On 9/25/17 1:32 PM, Michal Hocko wrote:
On Mon 25-09-17 23:55:19, Yang Shi wrote:


On 9/25/17 7:23 AM, Michal Hocko wrote:
On Thu 21-09-17 06:38:50, Yang Shi wrote:
Recently we ran into a oom issue, kernel panic due to no killable process.
The dmesg shows huge unreclaimable slabs used almost 100% memory, but kdump doesn't capture vmcore due to some reason.

So, it may sound better to capture unreclaimable slab info in oom message when kernel panic to aid trouble shooting and cover the corner case.
Since kernel already panic, so capturing more information sounds worthy and doesn't bother normal oom killer.

With the patchset, tools/vm/slabinfo has a new option, "-U", to show unreclaimable slab only.

And, oom will print all non zero (num_objs * size != 0) unreclaimable slabs in oom killer message.

Well, I do undestand that this _might_ be useful but it also might
generates a _lot_ of output. The oom report can be quite verbose already
so is this something we want to have enabled by default?

The uneclaimable slub message will be just printed out when kernel panic (no
killable process or panic_on_oom is set). So, it will not bother normal oom.
Since kernel is already panic, so it might be preferred to have more
information reported.

Well, this certainly depends. If you have a limited console output (e.g.
no serial console) then the additional information can easily scroll the
potentially much more useful information from the early oom report. We
already do have a control to enable/disable tasks dumping which can be
very long as well.
We definitely can add a proc knob to control it if we want to disable the
message even if when kernel panic.

Well, I do not have a strong opinion on this. I can see cases where this
kind of information would be useful but most OOM reports I have seen
were simply user space pinned memory. Slab memory leaks are seen very
seldom. Do you think a pr_dbg and slab stats for all ooms would be still
useful?

It might be. But, we can use slabinfo to get all slab stats in non-panic oom case, patch 1/2 (tools: slabinfo: add "-U" option to show unreclaimable slabs only) should be used to cover this case.

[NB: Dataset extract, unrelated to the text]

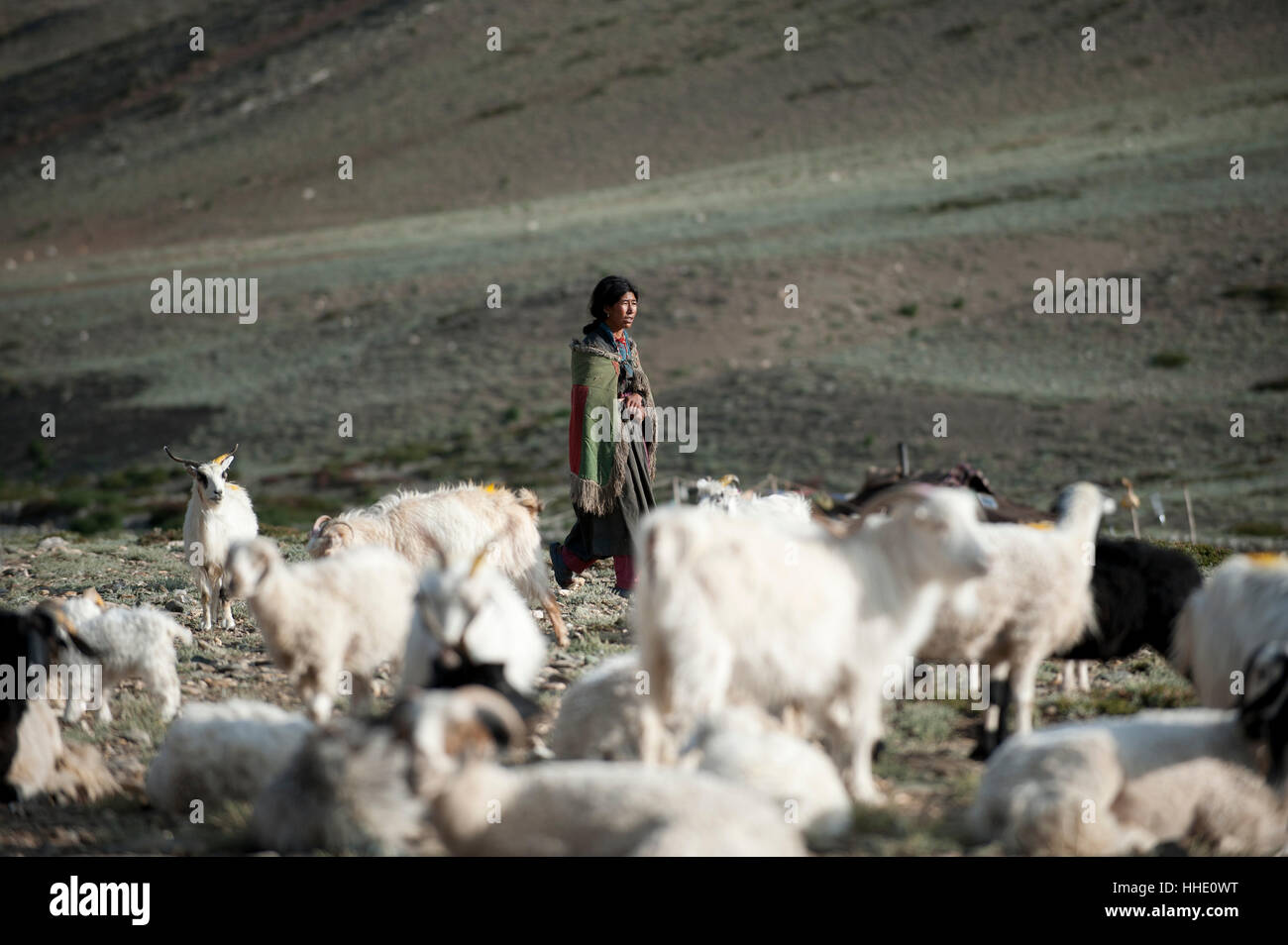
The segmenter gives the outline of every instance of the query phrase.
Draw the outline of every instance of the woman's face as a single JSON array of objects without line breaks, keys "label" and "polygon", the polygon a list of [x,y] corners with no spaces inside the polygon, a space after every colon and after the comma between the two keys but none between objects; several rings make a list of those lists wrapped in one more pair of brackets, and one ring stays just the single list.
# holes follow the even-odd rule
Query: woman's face
[{"label": "woman's face", "polygon": [[608,313],[608,318],[605,319],[608,330],[616,335],[622,328],[630,328],[635,323],[635,313],[638,310],[639,303],[635,300],[635,292],[627,292],[604,309]]}]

Maybe we can set a unreclaimable slab/total mem ratio. For example, when unreclaimable slab size >= 50% total memory size, then we print out slab stats in oom? And, the ratio might be adjustable in /proc.

Or just replace pr_info to pr_debug. Once oom happens, if there are a lot unreclaimable slabs consumed, we can just enable the debug info then try to reproduce.

Thanks,
Yang